I'm in the library at school right now. My initial intention was to find more sources for my History Day project, but then I rememberedwe were going to have 4 more days in the library and overall I just didn't really care enough to summon the energy necessary to start looking.
It's been a real fucked up week and I seriously doubt it's gonna get any easier.
I'm probably going to die over the weekend. Of boredom or of lover seperation anxiety, I can't really say, but in any case... Shoot me. Please.

iklgklamrdkreosjmroesleo593895js9edkjARGSKJGAOIJFAK!!!

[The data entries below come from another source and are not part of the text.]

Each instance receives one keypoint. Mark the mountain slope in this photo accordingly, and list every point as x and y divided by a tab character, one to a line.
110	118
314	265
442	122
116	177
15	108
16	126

Yup. That about sums it up right there.

I can't decide whether it's going to be a really traumatic year or just a deathly boring one. This is the first year I don't have anyone to obsess over.
I can't go back to stalking Dan because I swore to myself under pain of death that I wouldn't.
I can't go back to HIM even if he wanted me to because no matter how much I miss him, I just can't bring myself to put myself through this kind of hell twice.
So what the hell am I supposed to do?
I can't spend the year killing myself over myself. That's just plain boring. I need a new cause. Well, no,"cause" is too noble a word. It's more like a drug. A human drug.
I'm not quite ready for another boyfriend and honest to God, if anyone even asks, I think I might just walk into oncoming traffic.
But I need a distraction. Something besides school, I mean. Something fun. Something to sustain my sanity. Something that doesn't just get me out of bed in the morning,but makes me GLAD to get out of bed in the morning.
Basically, I'm tired of just existing. I want to live. I want to enjoy. I want to grow. I want to thrive. I want to have a purpose.

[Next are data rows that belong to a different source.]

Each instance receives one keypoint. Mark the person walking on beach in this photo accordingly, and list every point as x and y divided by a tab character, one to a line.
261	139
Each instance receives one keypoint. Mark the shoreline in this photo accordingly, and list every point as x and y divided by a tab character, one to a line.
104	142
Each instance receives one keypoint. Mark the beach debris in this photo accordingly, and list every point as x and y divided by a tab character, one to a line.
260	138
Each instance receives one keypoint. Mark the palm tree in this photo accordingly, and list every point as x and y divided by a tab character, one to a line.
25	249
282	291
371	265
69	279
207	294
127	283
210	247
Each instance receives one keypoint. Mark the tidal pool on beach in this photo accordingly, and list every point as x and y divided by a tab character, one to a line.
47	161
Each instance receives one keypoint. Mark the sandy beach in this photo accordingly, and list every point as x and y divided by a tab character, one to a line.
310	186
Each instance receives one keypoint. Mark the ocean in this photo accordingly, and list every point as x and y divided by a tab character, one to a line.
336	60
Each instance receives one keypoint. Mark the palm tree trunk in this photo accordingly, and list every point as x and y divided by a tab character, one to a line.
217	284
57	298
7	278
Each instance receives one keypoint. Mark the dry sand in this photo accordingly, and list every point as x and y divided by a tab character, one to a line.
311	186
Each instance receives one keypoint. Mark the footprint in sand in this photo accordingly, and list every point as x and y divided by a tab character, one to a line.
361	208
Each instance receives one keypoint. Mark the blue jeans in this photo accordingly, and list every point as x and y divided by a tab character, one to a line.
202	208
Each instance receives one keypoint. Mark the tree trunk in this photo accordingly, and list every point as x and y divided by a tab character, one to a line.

The ironical thing is, the only reason I'm still typing this is to kill time. XD
Well, that and the fact that I'm bored out of my mind.
School is over is about 9 minutes. I have to stay after to work on a Spanish paper though. Ay, ayudeme, Dio! '-__-

Yo tengo hambre. Mucho hambre.

Well, you guys can talk to me any time over the weekend. Chances are, this is where I'll be spending about 75% of my time now.